将三元组、二元组和一元组与文本匹配;如果一元或二元是已经匹配的三元的子串,则通过; Python
main_text 是包含词性标记句子的列表列表:
main_text = [[('the', 'DT'), ('mad', 'JJ'), ('hatter', 'NN'), ('likes','VB'),
('tea','NN'), ('and','CC'), ('hats', 'NN')], [('the', 'DT'), ('red','JJ')
('queen', 'NN'), ('hates','VB'),('alice','NN')]]
ngrams_to_match 是包含词性标记三元组的列表列表:
ngrams_to_match = [[('likes','VB'),('tea','NN'), ('and','CC')],
[('the', 'DT'), ('mad', 'JJ'), ('hatter', 'NN')],
[('hates', 'DT'), ('alice', 'JJ'), ('but', 'CC') ],
[('and', 'CC'), ('the', 'DT'), ('rabbit', 'NN')]]
(a) 对于 main_text 中的每个句子,首先检查是否完整ngrams_to _match 中的三元组匹配。如果三元组匹配,则返回匹配的三元组和句子。

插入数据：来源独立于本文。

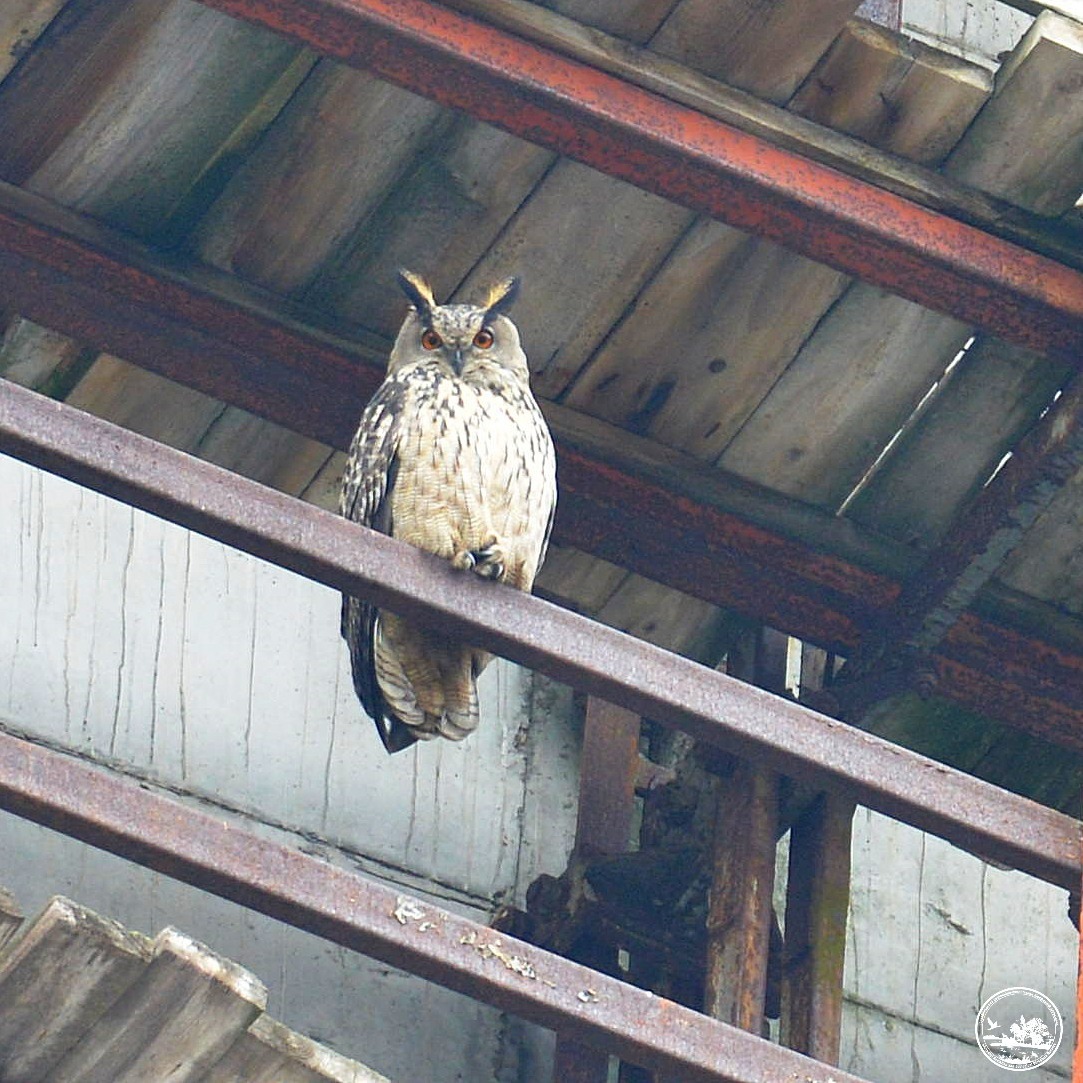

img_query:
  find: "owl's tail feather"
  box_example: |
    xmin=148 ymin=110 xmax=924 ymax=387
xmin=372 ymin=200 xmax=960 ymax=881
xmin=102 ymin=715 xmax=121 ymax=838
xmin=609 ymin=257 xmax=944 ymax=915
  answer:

(b) 然后,检查每个三元组的第一个元组(一元组)或前两个元组(二元组)是否在 main_text 中匹配。
(c) 如果一元组或二元组形成已匹配三元组的子串,则不返回任何内容。否则,返回二元组或一元组匹配以及句子。
输出应该是这样的:
trigram_match = [('the', 'DT'), ('mad', 'JJ'), ('hatter', 'NN')], sentence[0]

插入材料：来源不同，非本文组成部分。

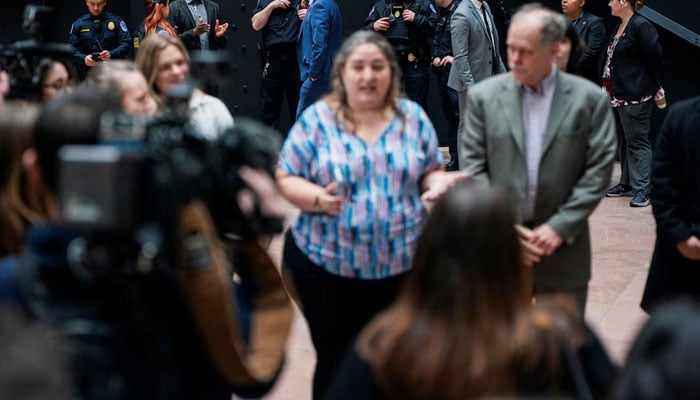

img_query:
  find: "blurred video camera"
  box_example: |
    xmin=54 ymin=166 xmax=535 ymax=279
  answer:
xmin=50 ymin=85 xmax=293 ymax=399
xmin=59 ymin=85 xmax=282 ymax=239
xmin=0 ymin=4 xmax=73 ymax=100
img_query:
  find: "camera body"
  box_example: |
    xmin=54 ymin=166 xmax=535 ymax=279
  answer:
xmin=59 ymin=104 xmax=282 ymax=238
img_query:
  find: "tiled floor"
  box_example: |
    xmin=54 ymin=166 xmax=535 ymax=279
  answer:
xmin=253 ymin=165 xmax=655 ymax=400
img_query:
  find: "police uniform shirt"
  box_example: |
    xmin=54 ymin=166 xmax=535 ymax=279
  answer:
xmin=365 ymin=0 xmax=437 ymax=52
xmin=68 ymin=12 xmax=132 ymax=64
xmin=253 ymin=0 xmax=301 ymax=48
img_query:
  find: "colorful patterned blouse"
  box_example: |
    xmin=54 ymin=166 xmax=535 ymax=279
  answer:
xmin=279 ymin=99 xmax=442 ymax=279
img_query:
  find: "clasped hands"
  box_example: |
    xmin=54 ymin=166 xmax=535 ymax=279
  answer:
xmin=515 ymin=224 xmax=563 ymax=267
xmin=374 ymin=10 xmax=416 ymax=31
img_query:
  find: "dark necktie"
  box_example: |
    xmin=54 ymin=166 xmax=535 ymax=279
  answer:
xmin=481 ymin=4 xmax=498 ymax=75
xmin=481 ymin=4 xmax=494 ymax=46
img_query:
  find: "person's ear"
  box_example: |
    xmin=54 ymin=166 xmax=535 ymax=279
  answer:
xmin=22 ymin=147 xmax=46 ymax=189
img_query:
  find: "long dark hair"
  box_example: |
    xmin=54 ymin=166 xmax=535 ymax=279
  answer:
xmin=358 ymin=182 xmax=558 ymax=399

trigram_match = [('likes','VB'),('tea','NN'), ('and','CC')], sentence[0]
bigram_match = [('hates', 'DT'), ('alice', JJ')], sentence[1]
条件 (b) 为我们提供了 bigram_match。
错误的输出将是:
trigram_match = [('the', 'DT'), ('mad', 'JJ'), ('hatter', 'NN')], sentence[0]
bigram_match = [('the', 'DT'), ('mad', 'JJ')] #*bad by condition c
unigram_match = [ [('the', 'DT')] #*bad by condition c
trigram_match = [('likes','VB'),('tea','NN'), ('and','CC')], sentence[0]
bigram_match = [('likes','VB'),('tea','NN')] #*bad by condition c
unigram_match [('likes', 'VB')]# *bad by condition c
等等。
以下非常丑陋的代码对于这个玩具示例来说效果很好。但我想知道是否有人有更简化的方法。
for ngram in ngrams_to_match:
for sentence in main_text:
for tup in sentence:
#we can't be sure that our part-of-speech tagger will
#tag an ngram word and a main_text word the same way, so
#we match the word in the tuple, not the whole tuple
if ngram[0][0] == tup[0]: #if word in the first ngram matches...
unigram_index = sentence.index(tup) #...then this is our index
unigram = (sentence[unigram_index][0]) #save it as a unigram
try:
if sentence[unigram_index+2][0]==ngram[2][0]:
if sentence[unigram_index+2][0]==ngram[2][0]: #match a trigram
trigram = (sentence[unigram_index][0],span[1][0], ngram[2][0])#save the match
print 'heres the trigram-->', sentence,'\n', 'trigram--->',trigram
except IndexError:
pass
if ngram[0][0] == tup[0]:# == tup[0]: #same as above
unigram_index = sentence.index(tup)
if sentence[unigram_index+1][0]==span[1][0]: #get bigram match
bigram = (sentence[unigram_index][0],span[1][0])#save the match
if bigram[0] and bigram[1] in trigram: #no substring matches
pass
else:
print 'heres a sentence-->', sentence,'\n', 'bigram--->', bigram
if unigram in bigram or trigram: #no substring matches
pass
else:
print unigram
main_text is a list of lists containing sentences that've been part-of-speech tagged:
main_text = [[('the', 'DT'), ('mad', 'JJ'), ('hatter', 'NN'), ('likes','VB'),
('tea','NN'), ('and','CC'), ('hats', 'NN')], [('the', 'DT'), ('red','JJ')
('queen', 'NN'), ('hates','VB'),('alice','NN')]]
ngrams_to_match is a list of lists containing part-of-speech tagged trigrams:
ngrams_to_match = [[('likes','VB'),('tea','NN'), ('and','CC')],
[('the', 'DT'), ('mad', 'JJ'), ('hatter', 'NN')],
[('hates', 'DT'), ('alice', 'JJ'), ('but', 'CC') ],
[('and', 'CC'), ('the', 'DT'), ('rabbit', 'NN')]]
(a) For each sentence in main_text, first check to see if a complete trigram in ngrams_to _match matches. If the trigram matches, return the matched trigram and the sentence.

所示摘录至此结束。